When we look at Luke 1, we see two different people. Zechariah and Mary. Two different visitations. Two very different responses. So much to teach us about responding to God’s Word and His work in our lives.
The first visitation: to an old man in the Holy of Holies. A promise of a son, of the opening of a womb laid barren by a fallen world and the passage of time. We’re not given great insight as to what was happening in Zechariah’s heart, but context and knowledge of our own is instructive. First, Zechariah was offering incense in the Temple, chosen by lot from all the priests in Israel to receive this honor. It would probably have been a once-in-a-lifetime opportunity, the very apex of his priestly career. Needless to say, he would most likely have been distracted with “getting it right”, with “not messing up”, and perhaps with more than a twinge of pride at being “the Man” for a day, so that the presence and promises of God didn’t really register with him at first. Perhaps he had even mistaken activity for worship.
Once he realized what the angel was telling him, he launched into argument, explaining to God’s emissary how God couldn’t possibly accomplish His purposes through him.
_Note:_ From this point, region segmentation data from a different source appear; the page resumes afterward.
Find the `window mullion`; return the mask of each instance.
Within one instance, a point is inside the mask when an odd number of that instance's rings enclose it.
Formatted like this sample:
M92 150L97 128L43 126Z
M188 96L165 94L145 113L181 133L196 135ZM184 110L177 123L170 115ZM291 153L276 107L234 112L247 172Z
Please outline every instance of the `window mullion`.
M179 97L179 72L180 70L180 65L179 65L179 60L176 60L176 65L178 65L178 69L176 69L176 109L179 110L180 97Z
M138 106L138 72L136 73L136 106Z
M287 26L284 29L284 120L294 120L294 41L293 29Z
Life had blinded Zechariah to what was possible, numbing Zechariah to the One who makes all things possible. Zechariah’s heart wasn’t ready for God’s revelation, and God, in His graciousness, gave him a nine-month “time out” to think about it.
Contrast that with the second visitation, to a young girl alone in her house or in a field somewhere. A promise of a Son, of a womb also opened by miracle. This girl was no one, from nowhere, with nothing, a girl you’d pass in Wal-Mart without so much as a second glance, barely registering in your mind as another body in the aisle with you. When Gabriel referred to her as “O favored one”, she was confused—you can almost hear it in her voice- “you must have me mistaken for someone else.” Mary had a clear sense of her own humility, of the state of her heart but for the presence of God. She was also young and innocent, not just virginal in the sense that she’d not been touched by man, but with a purity, an openness to God’s possibilities, still “foolish” (wise?) enough to believe that God could actually do what He promised, no matter how crazy it sounded. Her response? “Okay; let’s go.”
As Alfred Delp said, “Advent’s holiest consolation is that the angel’s annunciation met with a ready heart. The Word became flesh in a motherly heart far beyond itself into the world of God-humanity.” It was from this humble, broken, ready soul that God brought forth the Salvation of the world, the cataclysmic death of Death, and the ultimate regeneration of creation.
The grace and goodness of God is that He used both the old man and the young girl; God loved them both, had declared them both righteous. The state of their hearts was no match for God. Both were used by Him, and both glorified Him in that use.
But, there’s an “easy” way, and there’s a “hard” way, isn’t there? One was humble before God, so God could use her; the other had to be humbled by God, so that he could be used.